NIST 800-53 REV 5 • ACCESS CONTROL
AC-4(2) — Processing Domains
Use protected processing domains to enforce {{ insert: param, ac-04.02_odp }} as a basis for flow control decisions.
CMMC Practice Mapping
No direct CMMC mapping
NIST 800-171 Mapping
No direct NIST 800-171 mapping
Related Controls
Supplemental Guidance
Protected processing domains within systems are processing spaces that have controlled interactions with other processing spaces, enabling control of information flows between these spaces and to/from information objects. A protected processing domain can be provided, for example, by implementing domain and type enforcement. In domain and type enforcement, system processes are assigned to domains, information is identified by types, and information flows are controlled based on allowed information accesses (i.e., determined by domain and type), allowed signaling among domains, and allowed process transitions to other domains.
Practitioner Notes
Processing domains are isolated environments where data is processed separately based on its sensitivity. This keeps sensitive data processing physically or logically separated from less sensitive work.

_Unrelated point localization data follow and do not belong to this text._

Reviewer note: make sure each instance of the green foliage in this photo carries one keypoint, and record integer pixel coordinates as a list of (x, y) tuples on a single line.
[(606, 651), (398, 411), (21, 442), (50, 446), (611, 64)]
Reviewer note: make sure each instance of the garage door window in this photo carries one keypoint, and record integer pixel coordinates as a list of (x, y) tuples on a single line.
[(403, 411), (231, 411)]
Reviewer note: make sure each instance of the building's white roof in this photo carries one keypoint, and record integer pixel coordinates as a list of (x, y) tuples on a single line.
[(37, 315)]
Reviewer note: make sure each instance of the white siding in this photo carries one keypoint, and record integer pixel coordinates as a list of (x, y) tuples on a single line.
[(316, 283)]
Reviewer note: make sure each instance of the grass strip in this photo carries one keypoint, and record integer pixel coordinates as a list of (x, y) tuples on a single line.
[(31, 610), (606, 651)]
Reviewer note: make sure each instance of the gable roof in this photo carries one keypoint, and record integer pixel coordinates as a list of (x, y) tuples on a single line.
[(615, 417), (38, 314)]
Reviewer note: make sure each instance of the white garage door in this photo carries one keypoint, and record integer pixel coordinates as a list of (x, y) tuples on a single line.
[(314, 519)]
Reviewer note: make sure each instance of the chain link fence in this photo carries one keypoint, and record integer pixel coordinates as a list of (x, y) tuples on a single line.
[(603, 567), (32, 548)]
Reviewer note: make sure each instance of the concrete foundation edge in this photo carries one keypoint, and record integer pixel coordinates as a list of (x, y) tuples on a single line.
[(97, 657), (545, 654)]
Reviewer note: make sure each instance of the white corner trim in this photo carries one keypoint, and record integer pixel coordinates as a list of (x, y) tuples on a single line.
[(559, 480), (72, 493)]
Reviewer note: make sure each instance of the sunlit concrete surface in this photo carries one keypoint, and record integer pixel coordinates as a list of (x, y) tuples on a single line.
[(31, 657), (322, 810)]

Example 1: In Azure, deploy your CUI-processing workloads in a dedicated subscription with Azure Policy enforcing GovCloud regions only. Use network security groups (NSGs) and Azure Firewall to prevent any data flow from CUI subscriptions to commercial subscriptions.
Example 2: On-premises, use VMware vSphere tags and DRS rules to ensure VMs handling sensitive data only run on specific host clusters. Configure firewall rules (vSphere Distributed Switch or NSX) so these VMs cannot communicate with VMs in the general-purpose cluster.